Keith Owens (kaos@edison.dialix.com.au)
Sun, 20 Oct 1996 15:44:30 +1000 (EST)


On Sat, 19 Oct 1996, Alan Cox wrote:

> > Is there a way to limit the bandwidth of one program? I have a 28.8k
> > PPP connection; it would be nice to be able to limit an FTP connection
> > to 75% or less of the bandwidth so that interactive performance
> > (remote email & netnews browsing) could stay high...
>
> Thats hard to do as you need to limit it at the source end of your PPP link,
> not your own personal machine

What about fudging the TCP window size in ACK packets we send back?

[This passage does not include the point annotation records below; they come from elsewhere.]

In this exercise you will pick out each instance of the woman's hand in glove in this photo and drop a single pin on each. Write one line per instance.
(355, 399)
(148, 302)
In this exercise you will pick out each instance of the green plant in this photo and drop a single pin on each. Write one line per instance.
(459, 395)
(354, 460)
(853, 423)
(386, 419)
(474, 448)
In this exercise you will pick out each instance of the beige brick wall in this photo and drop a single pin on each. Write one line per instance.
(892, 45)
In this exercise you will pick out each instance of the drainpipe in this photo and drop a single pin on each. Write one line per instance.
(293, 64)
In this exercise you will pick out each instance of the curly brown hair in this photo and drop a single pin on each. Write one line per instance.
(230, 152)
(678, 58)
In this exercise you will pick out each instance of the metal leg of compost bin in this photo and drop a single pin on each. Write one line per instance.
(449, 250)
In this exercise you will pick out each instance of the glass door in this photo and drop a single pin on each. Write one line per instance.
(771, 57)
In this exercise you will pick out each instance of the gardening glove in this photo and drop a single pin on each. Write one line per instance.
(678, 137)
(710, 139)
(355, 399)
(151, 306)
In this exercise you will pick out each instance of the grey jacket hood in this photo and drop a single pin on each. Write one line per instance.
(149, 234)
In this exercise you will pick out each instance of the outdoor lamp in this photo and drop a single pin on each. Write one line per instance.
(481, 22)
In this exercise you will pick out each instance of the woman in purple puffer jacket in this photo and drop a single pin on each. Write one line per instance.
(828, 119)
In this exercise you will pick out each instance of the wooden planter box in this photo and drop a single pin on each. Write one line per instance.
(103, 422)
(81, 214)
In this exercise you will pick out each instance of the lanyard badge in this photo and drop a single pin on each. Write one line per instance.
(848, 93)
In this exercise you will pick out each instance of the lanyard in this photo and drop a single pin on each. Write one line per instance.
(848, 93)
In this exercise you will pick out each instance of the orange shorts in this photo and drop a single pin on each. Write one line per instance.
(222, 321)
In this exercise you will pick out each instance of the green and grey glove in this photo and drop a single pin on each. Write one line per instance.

If
you want to throttle a sender, set a couple of variables in our sk_buff
for that connection. window_adjust is the amount to reduce the window by,
minimum_window is the lower limit of the adjusted window size, must be at
least 41 to avoid completely shutting the window. psuedo code

if (window_adjust && ack_window > minimum_window) {
if ((ack_window -= ack_window_adjust) < minimum_window)
ack_window = minimum_window;
fix_checksum();
}

Then have a user mode daemon that monitors incoming bandwidth every few
seconds and tweaks window_adjust in each socket to meet the local
requirements.

This would only work for the receiving machine, not for multiple machines
behind a router. However most people who need throttling either have one
machine or they are using IP masq in which case the masq box owns the
connection and can do the throttling. If it works for one machine, it
could be extended for Linux gateways to look at ACK as they are forwarded.

Alan, is tweaking the window going to mess up any of the IP timing
algorithms? It should not affect RTT because the ACK still gets sent out
on time, it just throttles the sender.